でもなんか、アニメキャラクターとかでそういうのやってる人多いけど、どうやって自我たもってるんだろ、僕はちょっとだめそうです。

僕はアニメキャラクターじゃなくて35歳子持ちサラリーマンおじさんという微妙に現実に沿ってるような沿ってないような設定でやってるから余計に自我が混乱するのかもわからないが、元々どこかしこで似たようなことやってるから今更かもしれない。でも誰もが皆ある程度やってるかもしれない、ペルソナの付け替え。それでしかないかもしれない。

キツいよー
三十路になってやるもんじゃないだろー
でもなんかわからないけど、でも僕、なんか、まだ10代くらいなような気もする。ずっと浅瀬でパチャパチャやってたい。

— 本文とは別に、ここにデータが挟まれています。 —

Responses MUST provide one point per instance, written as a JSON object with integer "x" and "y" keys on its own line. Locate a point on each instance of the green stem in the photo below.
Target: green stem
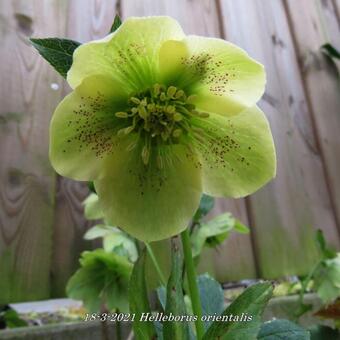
{"x": 193, "y": 288}
{"x": 118, "y": 328}
{"x": 156, "y": 265}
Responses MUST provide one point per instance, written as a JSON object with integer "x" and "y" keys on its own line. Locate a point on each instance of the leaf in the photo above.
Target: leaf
{"x": 138, "y": 300}
{"x": 175, "y": 300}
{"x": 212, "y": 297}
{"x": 282, "y": 329}
{"x": 320, "y": 332}
{"x": 92, "y": 208}
{"x": 326, "y": 252}
{"x": 102, "y": 279}
{"x": 331, "y": 51}
{"x": 213, "y": 233}
{"x": 58, "y": 52}
{"x": 114, "y": 240}
{"x": 243, "y": 315}
{"x": 116, "y": 23}
{"x": 11, "y": 318}
{"x": 327, "y": 279}
{"x": 206, "y": 204}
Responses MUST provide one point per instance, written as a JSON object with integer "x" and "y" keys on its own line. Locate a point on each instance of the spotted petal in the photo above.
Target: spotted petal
{"x": 83, "y": 128}
{"x": 151, "y": 202}
{"x": 224, "y": 78}
{"x": 129, "y": 55}
{"x": 237, "y": 153}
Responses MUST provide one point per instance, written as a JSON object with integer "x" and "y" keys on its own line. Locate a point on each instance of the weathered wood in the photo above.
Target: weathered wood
{"x": 234, "y": 259}
{"x": 285, "y": 212}
{"x": 320, "y": 81}
{"x": 26, "y": 178}
{"x": 85, "y": 21}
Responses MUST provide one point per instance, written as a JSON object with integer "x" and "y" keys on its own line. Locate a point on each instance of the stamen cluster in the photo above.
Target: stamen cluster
{"x": 160, "y": 115}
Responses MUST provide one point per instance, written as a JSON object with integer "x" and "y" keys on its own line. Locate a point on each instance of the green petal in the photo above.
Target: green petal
{"x": 92, "y": 209}
{"x": 152, "y": 202}
{"x": 129, "y": 55}
{"x": 224, "y": 78}
{"x": 237, "y": 153}
{"x": 83, "y": 127}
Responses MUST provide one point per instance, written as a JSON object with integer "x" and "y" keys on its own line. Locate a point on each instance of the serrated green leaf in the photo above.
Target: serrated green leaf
{"x": 330, "y": 50}
{"x": 212, "y": 233}
{"x": 99, "y": 230}
{"x": 326, "y": 252}
{"x": 206, "y": 204}
{"x": 58, "y": 52}
{"x": 212, "y": 297}
{"x": 320, "y": 332}
{"x": 175, "y": 300}
{"x": 12, "y": 319}
{"x": 102, "y": 279}
{"x": 247, "y": 307}
{"x": 282, "y": 329}
{"x": 116, "y": 23}
{"x": 139, "y": 303}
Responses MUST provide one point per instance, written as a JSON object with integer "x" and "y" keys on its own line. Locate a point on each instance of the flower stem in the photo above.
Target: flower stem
{"x": 156, "y": 265}
{"x": 193, "y": 288}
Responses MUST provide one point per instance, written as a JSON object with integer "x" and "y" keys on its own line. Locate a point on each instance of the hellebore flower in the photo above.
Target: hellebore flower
{"x": 156, "y": 118}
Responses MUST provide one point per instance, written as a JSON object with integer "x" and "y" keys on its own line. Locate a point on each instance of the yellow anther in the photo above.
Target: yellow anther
{"x": 160, "y": 162}
{"x": 145, "y": 154}
{"x": 151, "y": 107}
{"x": 121, "y": 114}
{"x": 177, "y": 117}
{"x": 142, "y": 112}
{"x": 179, "y": 94}
{"x": 156, "y": 89}
{"x": 164, "y": 135}
{"x": 128, "y": 129}
{"x": 171, "y": 91}
{"x": 177, "y": 133}
{"x": 135, "y": 100}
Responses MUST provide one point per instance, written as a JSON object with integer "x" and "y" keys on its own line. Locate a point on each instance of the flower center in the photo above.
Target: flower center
{"x": 159, "y": 115}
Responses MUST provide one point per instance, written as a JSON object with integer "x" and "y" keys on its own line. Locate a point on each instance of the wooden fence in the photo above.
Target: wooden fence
{"x": 41, "y": 216}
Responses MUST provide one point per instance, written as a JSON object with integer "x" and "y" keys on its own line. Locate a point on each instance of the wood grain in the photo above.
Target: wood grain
{"x": 85, "y": 21}
{"x": 234, "y": 259}
{"x": 285, "y": 212}
{"x": 27, "y": 180}
{"x": 321, "y": 83}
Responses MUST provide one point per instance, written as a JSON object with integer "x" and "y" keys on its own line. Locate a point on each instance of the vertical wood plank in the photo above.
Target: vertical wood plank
{"x": 27, "y": 180}
{"x": 321, "y": 84}
{"x": 285, "y": 212}
{"x": 233, "y": 260}
{"x": 86, "y": 20}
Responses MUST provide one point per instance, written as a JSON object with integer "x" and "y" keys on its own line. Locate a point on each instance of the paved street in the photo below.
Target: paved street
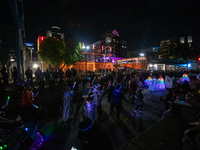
{"x": 64, "y": 136}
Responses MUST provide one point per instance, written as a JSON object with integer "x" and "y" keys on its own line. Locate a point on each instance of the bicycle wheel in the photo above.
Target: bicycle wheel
{"x": 39, "y": 140}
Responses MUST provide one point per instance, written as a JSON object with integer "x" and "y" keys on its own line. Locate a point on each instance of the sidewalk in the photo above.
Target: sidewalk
{"x": 166, "y": 134}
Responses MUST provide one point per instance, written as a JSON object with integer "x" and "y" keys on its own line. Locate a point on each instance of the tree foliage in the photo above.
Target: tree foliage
{"x": 57, "y": 52}
{"x": 176, "y": 51}
{"x": 168, "y": 50}
{"x": 4, "y": 56}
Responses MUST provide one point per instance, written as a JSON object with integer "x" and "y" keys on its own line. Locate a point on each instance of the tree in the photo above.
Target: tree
{"x": 4, "y": 56}
{"x": 57, "y": 52}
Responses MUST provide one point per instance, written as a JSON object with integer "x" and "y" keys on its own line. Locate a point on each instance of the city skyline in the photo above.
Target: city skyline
{"x": 142, "y": 24}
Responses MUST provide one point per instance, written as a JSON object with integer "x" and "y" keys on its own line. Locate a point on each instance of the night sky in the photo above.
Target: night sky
{"x": 142, "y": 24}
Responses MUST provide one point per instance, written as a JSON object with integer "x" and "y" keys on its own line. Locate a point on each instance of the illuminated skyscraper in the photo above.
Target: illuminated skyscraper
{"x": 55, "y": 32}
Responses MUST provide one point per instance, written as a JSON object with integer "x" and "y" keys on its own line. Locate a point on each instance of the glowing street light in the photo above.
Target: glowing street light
{"x": 87, "y": 47}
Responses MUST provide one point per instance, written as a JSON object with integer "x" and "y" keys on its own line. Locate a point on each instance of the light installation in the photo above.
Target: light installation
{"x": 148, "y": 81}
{"x": 185, "y": 78}
{"x": 161, "y": 84}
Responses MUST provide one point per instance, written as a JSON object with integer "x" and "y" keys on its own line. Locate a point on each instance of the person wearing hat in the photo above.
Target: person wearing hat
{"x": 94, "y": 138}
{"x": 116, "y": 101}
{"x": 139, "y": 100}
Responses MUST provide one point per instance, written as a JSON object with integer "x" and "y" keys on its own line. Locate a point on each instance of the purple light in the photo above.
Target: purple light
{"x": 117, "y": 58}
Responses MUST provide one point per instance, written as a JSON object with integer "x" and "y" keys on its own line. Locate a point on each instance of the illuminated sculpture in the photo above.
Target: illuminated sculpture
{"x": 161, "y": 84}
{"x": 148, "y": 81}
{"x": 152, "y": 85}
{"x": 185, "y": 78}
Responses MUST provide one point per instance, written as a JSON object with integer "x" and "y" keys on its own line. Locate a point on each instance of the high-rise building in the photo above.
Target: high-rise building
{"x": 55, "y": 32}
{"x": 12, "y": 35}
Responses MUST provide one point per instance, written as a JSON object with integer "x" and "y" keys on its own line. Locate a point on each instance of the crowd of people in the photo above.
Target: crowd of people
{"x": 88, "y": 92}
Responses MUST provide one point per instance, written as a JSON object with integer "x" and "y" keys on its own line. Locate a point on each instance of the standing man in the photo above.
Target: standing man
{"x": 117, "y": 100}
{"x": 29, "y": 74}
{"x": 133, "y": 88}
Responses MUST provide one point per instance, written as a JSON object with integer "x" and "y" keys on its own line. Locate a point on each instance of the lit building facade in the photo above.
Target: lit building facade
{"x": 55, "y": 32}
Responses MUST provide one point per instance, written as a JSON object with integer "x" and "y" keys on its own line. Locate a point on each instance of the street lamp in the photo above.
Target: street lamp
{"x": 87, "y": 47}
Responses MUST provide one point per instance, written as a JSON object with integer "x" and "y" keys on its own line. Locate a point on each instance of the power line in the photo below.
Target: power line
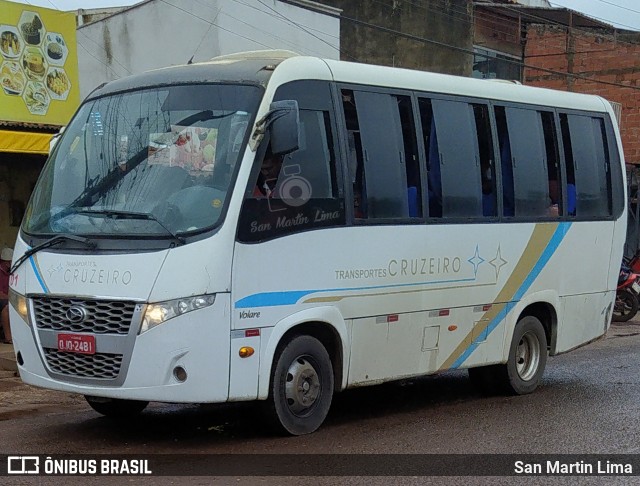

そうはいかないのか。わからないけど。わからない……なにもわからないな。本当に35歳子持ちおじさんかも。どうかな?分からないけど。10代ではないかも。10代ではないのにずっとこんなメンタルなの?早く殺しとけば良かったのにね。わからないけど、もうここまできたら手遅れでしょ。生きても死んでも意味ないよ。ここまで来たら、生きても死んでも意味ないから、早くここまで来い。みんな。そう。